Comment

Effect of normobaric hyperoxia in ischaemic stroke

Diederik W J Dippel, Paula M Janssen

Lancet 2025; 405: 442-443

DOI: https://doi.org/10.1016/S0140-6736(25)00153-9

In ischaemic stroke, discontinuation of local arterial blood supply to the brain leads to neurological deficits. The assumption that increased delivery of oxygen in patients with acute ischaemic stroke might lead to amelioration of neurological deficit is interesting, but almost all large clinical trials were neutral, with no effect compared with usual care.1, 2 Similar studies in patients with other serious illnesses were also neutral.³

In hindsight, animal experiments might have warned us that administering high concentrations of oxygen to patients with ischaemic stroke without adequate reperfusion might not be effective. For instance, the few experimental rodent studies that yielded convincingly positive results all made use of temporary arterial occlusions.4, 5Additionally, one experimental study reported no beneficial effects in a randomised experiment with permanent occlusion, and positive effects in a model of temporary occlusion.⁶

In The Lancet, Weili Li and colleagues⁷ report the effect of delivery of normobaric hyperoxia in a multicentre, randomised, single-blind, sham-controlled trial (the OPENS-2 trial) in patients with acute ischaemic stroke who underwent endovascular treatment.⁷282 patients (median age 65 years [IQR 57–71], 75 [27%] of 282 were female and 207 [73%] were male, all 282 [100%] were of Chinese Han ethnicity) were randomly assigned to either normobaric hyperoxia (n=140) or sham normobaric hyperoxia (n=142), to be started before and continued until after completion of endovascular treatment. Normobaric hyperoxia treatment involved inhalation of 100% oxygen at a flow rate of 10 L/min through a non-rebreather mask for 4 h (which is similar to the methods of experimental animal studies4, 5, 6) or an inspiratory oxygen fraction (FiO₂) of 1·0 in participants who were intubated. The sham treatment consisted of 100% oxygen delivered at a flow rate of 1 L/min via a non-rebreather mask that had the bilateral side valves open for the same duration or at an FiO₂ of 0·3. The primary outcome was the modified Rankin Scale score at 90 days (±14), and the effect measure was the common odds ratio, representing the shift on this 7-point scale, adjusted for major prognostic factors.
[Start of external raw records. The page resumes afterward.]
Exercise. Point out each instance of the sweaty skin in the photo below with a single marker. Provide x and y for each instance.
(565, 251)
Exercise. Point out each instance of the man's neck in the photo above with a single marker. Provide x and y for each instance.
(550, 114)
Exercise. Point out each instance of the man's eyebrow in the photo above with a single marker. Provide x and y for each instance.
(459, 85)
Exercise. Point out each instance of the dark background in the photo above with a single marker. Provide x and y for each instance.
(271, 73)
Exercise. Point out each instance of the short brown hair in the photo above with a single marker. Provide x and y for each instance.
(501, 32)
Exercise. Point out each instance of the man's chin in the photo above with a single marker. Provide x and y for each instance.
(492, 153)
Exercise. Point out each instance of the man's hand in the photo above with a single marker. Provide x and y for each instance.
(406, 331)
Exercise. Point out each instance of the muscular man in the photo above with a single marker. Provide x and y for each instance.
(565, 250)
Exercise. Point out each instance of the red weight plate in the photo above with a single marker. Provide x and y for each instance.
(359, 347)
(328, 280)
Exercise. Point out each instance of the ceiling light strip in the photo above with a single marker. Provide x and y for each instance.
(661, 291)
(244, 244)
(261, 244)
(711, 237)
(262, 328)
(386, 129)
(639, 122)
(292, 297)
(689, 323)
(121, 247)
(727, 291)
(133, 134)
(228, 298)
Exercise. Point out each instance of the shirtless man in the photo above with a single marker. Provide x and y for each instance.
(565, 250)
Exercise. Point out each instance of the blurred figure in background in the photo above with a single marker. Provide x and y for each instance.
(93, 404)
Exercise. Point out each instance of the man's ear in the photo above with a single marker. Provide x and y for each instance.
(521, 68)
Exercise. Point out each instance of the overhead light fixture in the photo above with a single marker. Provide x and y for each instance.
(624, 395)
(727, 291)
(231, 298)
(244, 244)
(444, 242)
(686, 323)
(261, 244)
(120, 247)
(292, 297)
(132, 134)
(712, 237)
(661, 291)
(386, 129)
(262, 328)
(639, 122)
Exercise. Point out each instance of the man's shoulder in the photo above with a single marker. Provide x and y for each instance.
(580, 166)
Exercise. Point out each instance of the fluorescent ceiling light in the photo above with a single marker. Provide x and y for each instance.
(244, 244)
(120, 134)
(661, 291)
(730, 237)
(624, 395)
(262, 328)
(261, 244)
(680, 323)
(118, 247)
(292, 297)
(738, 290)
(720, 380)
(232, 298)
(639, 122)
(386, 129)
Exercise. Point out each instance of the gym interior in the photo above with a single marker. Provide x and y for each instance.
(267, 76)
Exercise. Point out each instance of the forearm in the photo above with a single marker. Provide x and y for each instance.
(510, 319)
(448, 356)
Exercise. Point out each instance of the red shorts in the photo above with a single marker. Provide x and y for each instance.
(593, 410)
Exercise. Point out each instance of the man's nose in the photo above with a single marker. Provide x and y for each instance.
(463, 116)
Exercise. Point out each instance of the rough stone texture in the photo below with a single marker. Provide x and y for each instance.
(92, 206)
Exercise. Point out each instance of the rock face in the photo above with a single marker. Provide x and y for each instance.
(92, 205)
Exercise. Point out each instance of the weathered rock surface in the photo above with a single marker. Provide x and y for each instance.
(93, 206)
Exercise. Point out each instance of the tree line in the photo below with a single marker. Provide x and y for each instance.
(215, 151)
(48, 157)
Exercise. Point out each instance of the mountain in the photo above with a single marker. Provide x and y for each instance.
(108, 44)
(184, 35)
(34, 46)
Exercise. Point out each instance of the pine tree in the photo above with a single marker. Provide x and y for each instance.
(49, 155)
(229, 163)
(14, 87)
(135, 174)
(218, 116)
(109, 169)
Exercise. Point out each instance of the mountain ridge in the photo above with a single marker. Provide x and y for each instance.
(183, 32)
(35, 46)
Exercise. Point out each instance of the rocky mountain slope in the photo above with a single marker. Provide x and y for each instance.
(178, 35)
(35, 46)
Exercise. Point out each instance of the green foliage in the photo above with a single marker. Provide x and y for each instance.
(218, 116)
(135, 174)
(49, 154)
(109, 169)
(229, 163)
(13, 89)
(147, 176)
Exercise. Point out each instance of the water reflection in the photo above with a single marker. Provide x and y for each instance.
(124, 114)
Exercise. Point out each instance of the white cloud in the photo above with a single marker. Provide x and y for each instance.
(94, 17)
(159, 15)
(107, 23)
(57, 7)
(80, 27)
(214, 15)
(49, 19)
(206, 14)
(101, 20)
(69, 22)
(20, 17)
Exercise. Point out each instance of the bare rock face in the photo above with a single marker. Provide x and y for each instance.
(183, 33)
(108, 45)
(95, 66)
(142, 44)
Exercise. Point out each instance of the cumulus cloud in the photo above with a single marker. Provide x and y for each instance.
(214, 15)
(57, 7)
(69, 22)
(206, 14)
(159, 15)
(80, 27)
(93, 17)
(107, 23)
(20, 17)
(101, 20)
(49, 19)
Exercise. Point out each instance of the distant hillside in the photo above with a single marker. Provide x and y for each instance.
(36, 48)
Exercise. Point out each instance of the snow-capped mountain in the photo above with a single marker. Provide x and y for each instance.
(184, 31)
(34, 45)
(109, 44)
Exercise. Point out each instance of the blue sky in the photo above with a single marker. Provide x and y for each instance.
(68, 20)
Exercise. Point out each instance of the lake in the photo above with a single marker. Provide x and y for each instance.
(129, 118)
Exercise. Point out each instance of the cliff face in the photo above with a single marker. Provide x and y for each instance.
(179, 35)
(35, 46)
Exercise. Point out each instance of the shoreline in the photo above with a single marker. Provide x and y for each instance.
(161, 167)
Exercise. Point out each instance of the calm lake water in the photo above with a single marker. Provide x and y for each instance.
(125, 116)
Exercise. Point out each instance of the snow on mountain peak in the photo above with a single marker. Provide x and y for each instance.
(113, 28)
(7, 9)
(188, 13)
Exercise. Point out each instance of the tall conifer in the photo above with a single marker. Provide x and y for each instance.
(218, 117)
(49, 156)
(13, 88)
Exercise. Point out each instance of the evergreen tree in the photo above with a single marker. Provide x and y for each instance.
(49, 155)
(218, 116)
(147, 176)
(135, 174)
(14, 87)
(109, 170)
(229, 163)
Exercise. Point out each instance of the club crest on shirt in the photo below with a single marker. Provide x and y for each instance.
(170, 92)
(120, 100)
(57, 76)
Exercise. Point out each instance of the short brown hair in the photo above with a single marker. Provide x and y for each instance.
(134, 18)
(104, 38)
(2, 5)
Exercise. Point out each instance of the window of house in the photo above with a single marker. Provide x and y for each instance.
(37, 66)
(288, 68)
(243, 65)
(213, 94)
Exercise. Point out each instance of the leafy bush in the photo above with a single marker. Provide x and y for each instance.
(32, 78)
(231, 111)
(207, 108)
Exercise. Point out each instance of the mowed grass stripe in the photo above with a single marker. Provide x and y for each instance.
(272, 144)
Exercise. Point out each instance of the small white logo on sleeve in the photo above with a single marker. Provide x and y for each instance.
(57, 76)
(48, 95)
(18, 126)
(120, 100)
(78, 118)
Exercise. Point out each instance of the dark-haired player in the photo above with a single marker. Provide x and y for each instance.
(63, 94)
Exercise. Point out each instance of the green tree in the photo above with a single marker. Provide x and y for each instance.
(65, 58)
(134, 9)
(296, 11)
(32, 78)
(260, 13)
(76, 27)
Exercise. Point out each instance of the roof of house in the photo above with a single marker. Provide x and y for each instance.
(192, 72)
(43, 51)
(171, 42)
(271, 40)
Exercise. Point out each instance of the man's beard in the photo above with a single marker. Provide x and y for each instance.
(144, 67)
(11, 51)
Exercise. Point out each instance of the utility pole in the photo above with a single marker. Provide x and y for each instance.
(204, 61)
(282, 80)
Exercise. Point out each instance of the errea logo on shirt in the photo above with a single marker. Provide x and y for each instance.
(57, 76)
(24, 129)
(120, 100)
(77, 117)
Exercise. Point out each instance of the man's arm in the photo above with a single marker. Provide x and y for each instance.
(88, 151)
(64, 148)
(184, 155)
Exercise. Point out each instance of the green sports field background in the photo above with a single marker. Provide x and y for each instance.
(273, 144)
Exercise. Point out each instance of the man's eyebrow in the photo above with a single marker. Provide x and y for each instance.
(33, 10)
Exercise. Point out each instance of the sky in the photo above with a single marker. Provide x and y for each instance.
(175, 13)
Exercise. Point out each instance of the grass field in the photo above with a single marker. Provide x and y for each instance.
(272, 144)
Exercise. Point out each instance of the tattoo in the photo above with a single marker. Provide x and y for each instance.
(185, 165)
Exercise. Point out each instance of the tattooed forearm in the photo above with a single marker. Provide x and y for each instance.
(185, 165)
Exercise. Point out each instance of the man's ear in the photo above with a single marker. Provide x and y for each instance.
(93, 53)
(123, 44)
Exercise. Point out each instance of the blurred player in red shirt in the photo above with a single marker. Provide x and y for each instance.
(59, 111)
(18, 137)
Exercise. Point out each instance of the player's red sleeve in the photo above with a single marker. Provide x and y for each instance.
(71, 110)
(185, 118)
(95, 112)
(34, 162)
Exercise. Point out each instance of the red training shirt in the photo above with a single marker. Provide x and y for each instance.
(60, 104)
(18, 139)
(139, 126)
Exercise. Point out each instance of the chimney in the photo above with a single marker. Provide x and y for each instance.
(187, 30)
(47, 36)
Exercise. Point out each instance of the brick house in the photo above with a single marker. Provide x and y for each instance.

The trial was positive, with a common odds ratio of 1·65 (95% CI 1·09–2·50) representing a shift in the direction of improved outcomes, with less disability, for patients who had normobaric hyperoxia versus the sham normobaric hyperoxia group.⁷ Similar and significant effects of the intervention were seen for the secondary outcomes of infarct volume at 24–48 h and National Institutes of Health Stroke Scale score at 24 h and 72 h, but not at 7 days. Quality of life and disability measures at 90 days showed differences that were generally favouring the intervention, but were not significant.

Notably, in clinical care globally, reducing costs and improving sustainability of health care is very important, especially concerning new treatments. As such, normobaric hyperoxia has an advantage over other methods such as new neuroprotective agents because of its relatively low costs and wide availability, even in resource-limited settings around the world. Hence it might become an efficient addition to acute stroke unit care.

In pragmatic trials, the management of patients in the control group should meet standard guidelines to avoid inflating the treatment effect. In the current trial, we are reassured that there were no differences in vital parameters and the occurrence of adverse events between the two treatment groups. The difference between the two groups appeared predominantly in the arterial oxygen pressure at the end of therapy, which was increased by more than 60% in the intervention group compared with the control group. This was a potential driver of the treatment effect, along with prolonging the delivery of the treatment until several hours after the reperfusion treatment.

The OPENS-2 trial was a well designed, well prepared, and well conducted trial.7, 8 It was preceded by a smaller pilot and a dose-escalation study.9, 10 The trial has only a few limitations. The sham alternative when blinding study participants is challenging and is a good solution. Although the primary outcome was assessed by study staff who were supposedly not aware of the actual treatment allocation, treatment allocation might have become known to local assessors. Knowledge of the treatment allocation might push the assessment of functional outcome in favour of the new and promising intervention that is being investigated. Therefore, it should be common practice in single-blind trials to test the effectiveness of the blinding with a forced binary choice experiment.¹¹

The OPENS-2 trial was rather small, and consequently, the significant effect was quite large, with an average shift of more than 10% in the direction of more favourable outcome on the modified Rankin Scale. Although the generally consistent effect on other outcome parameters is reassuring, nevertheless, we can expect the true effect of normobaric hyperoxia to be smaller than reported here.¹² Therefore, these promising results require confirmation in larger trials and, encouragingly, at least one trial has started recruitment (NCT06666764).